Personal information
- Born: 12 August 2007 (age 18)

Sport
- Sport: Athletics
- Event(s): Long-distance running, Cross country running

Medal record
Women's athletics
Representing Germany
European U20 Championships
| Bronze medal – third place | 2025 Tampere | 5000 m |
European U18 Championships
| Silver medal – second place | 2024 Banská Bystrica | 3000 m |
World Mountain Running Championships
| Gold medal – first place | 2025 Canfranc | U20 Mountain Classic |

= Julia Ehrle =

German long-distance runner

Julia Ehrle (born 12 August 2007) is a German long-distance and cross country runner. She won the gold medal in the women's under-20 race at the 2025 World Mountain and Trail Running Championships.

==Biography==
From Villingen in Baden-Württemberg, Ehrle won her first German age-group national title at the German Youth Athletics Championships in Rostock as a 15-year-old, when she won the under-18 3000 metres race in July 2023.

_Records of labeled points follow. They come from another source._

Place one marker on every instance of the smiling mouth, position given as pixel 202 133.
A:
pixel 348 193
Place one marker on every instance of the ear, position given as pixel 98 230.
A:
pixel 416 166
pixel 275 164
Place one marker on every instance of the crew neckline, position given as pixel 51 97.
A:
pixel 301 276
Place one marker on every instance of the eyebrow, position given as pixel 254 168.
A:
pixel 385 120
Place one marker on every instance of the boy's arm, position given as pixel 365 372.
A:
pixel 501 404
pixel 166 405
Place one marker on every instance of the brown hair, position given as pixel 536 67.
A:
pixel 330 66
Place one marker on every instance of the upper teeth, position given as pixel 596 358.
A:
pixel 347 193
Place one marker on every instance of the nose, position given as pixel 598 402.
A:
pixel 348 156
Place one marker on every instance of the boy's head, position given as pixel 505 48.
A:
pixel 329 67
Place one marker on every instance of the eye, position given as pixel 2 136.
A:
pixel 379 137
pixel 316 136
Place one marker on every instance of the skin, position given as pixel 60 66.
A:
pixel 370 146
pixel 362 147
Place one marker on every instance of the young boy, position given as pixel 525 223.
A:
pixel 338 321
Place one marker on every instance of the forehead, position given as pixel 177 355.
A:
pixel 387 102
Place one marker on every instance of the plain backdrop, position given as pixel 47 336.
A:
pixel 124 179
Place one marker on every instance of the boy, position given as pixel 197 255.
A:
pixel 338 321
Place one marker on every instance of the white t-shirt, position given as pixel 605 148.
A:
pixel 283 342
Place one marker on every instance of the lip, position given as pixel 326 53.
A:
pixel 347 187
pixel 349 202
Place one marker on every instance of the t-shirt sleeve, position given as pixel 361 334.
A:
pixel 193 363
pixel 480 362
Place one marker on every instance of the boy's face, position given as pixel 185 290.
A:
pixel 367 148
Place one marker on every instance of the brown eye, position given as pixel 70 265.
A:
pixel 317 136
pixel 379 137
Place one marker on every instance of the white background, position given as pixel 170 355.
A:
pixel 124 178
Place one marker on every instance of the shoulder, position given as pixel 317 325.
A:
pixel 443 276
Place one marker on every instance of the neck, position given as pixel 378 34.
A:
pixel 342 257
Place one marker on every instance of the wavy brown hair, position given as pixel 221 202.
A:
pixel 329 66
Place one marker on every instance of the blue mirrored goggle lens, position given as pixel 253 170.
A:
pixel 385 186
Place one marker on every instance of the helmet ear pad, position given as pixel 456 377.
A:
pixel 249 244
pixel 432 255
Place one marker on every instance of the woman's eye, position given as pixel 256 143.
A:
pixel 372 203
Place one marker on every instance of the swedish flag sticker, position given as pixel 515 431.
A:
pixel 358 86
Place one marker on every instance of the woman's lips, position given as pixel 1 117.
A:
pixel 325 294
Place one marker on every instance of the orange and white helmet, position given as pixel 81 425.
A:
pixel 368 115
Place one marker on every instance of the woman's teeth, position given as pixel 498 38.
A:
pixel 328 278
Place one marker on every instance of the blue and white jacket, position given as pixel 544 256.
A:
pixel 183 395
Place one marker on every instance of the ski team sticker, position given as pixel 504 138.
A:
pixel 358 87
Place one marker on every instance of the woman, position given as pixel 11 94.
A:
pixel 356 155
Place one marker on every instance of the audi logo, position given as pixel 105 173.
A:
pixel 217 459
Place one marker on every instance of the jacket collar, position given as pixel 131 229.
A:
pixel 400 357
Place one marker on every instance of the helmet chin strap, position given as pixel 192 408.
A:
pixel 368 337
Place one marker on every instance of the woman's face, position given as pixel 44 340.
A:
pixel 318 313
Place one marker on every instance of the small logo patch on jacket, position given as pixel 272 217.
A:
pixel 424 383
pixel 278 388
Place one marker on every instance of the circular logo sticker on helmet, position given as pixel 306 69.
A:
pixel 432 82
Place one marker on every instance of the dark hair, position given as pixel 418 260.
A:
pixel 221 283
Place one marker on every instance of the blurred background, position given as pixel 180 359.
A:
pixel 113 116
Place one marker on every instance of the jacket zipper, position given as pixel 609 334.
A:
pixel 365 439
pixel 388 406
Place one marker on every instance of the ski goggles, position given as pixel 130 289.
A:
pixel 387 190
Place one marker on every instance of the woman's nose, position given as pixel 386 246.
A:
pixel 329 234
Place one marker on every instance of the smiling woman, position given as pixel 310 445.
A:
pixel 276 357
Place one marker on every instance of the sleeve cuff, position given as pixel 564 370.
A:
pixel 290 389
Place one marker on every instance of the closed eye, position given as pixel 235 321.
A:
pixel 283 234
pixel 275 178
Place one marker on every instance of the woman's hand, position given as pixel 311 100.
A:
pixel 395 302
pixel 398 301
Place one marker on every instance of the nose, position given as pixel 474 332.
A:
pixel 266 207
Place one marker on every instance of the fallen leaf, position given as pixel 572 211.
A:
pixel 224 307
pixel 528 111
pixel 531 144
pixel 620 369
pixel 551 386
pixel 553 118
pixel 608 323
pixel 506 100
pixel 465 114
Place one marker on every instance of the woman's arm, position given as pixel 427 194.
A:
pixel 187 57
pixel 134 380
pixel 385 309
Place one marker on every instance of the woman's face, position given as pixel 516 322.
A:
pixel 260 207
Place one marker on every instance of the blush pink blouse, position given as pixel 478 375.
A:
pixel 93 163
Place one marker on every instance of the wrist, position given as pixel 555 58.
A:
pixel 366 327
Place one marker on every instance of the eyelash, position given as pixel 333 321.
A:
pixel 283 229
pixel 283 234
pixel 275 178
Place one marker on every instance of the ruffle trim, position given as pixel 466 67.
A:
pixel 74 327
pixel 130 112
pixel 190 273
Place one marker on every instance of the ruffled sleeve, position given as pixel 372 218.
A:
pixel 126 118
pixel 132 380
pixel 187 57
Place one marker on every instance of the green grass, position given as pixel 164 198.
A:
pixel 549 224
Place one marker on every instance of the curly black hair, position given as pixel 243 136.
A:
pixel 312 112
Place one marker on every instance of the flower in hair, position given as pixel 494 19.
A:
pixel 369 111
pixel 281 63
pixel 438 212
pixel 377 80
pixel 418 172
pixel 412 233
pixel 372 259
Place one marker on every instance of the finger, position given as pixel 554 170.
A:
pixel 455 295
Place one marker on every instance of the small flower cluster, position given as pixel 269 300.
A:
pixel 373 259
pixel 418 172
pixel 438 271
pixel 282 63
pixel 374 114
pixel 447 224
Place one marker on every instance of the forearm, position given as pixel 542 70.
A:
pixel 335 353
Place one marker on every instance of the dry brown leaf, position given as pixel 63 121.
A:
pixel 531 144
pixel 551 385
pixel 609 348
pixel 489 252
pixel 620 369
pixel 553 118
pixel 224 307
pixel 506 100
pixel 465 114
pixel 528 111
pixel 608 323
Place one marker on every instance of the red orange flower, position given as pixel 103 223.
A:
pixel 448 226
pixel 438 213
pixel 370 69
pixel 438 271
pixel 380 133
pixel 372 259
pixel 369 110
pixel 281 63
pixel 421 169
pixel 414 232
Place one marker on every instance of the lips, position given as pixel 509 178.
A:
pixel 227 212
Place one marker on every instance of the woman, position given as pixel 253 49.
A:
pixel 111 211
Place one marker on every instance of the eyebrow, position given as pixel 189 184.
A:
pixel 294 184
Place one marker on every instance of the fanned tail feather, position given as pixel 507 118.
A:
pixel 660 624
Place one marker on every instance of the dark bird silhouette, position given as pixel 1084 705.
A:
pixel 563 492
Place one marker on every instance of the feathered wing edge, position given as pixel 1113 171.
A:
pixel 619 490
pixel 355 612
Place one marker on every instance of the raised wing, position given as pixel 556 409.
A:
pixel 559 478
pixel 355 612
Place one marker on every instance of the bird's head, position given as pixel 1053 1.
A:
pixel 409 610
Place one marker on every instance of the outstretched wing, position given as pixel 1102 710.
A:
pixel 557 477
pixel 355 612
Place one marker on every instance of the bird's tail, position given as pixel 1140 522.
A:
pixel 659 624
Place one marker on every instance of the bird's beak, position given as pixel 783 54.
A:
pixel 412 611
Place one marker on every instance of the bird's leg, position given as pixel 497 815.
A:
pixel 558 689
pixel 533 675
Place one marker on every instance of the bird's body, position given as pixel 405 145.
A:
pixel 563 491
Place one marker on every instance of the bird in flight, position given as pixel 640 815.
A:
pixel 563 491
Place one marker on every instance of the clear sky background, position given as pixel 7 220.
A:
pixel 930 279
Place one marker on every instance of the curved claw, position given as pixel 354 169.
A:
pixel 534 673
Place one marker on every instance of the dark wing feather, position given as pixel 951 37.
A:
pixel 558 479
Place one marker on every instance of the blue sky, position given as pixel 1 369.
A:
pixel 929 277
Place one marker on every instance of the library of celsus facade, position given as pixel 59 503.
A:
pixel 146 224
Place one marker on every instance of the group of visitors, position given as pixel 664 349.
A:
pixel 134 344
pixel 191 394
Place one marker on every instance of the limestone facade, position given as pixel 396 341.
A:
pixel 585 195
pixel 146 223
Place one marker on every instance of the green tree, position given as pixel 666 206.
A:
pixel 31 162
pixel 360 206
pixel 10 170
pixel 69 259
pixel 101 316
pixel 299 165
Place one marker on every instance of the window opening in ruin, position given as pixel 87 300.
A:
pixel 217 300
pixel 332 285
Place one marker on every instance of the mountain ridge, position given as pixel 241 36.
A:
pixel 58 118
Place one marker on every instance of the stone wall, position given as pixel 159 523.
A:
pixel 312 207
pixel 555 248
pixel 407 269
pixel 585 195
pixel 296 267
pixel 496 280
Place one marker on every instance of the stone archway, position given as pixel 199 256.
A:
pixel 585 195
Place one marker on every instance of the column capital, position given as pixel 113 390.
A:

Ehrle was a silver medalist over 3000 metres at the 2024 European Athletics U18 Championships in Banská Bystrica, Slovakia. She became the U20 European Mountain Running Champion as a 17-year-old, and won the under-20 race at the Sparkassen Cross in Pforzheim in November 2024. She placed fourth in the under-20 race at the 2024 European Cross Country Championships in Antalya, Turkey.

Ehrle was a bronze medalist over 5000 metres at the 2025 European Athletics U20 Championships in Tampere, Finland, running a personal best of 15:44.06, her first time under sixteen minutes in just her fifth race at the distance.

She won the gold medal in the U20 women’s race at the 2025 World Mountain and Trail Running Championships. That year, she won the German under-20 cross country championships. She was selected for the 2025 European Cross Country Championships in Portugal.

In June 2026, Ehrle won the U20 up-and-downhill mountain race at the European Athletics Off-Road Running Championships in Ljubljana-Kamnik, Slovenia, also winning the bronze medal in the uphill race.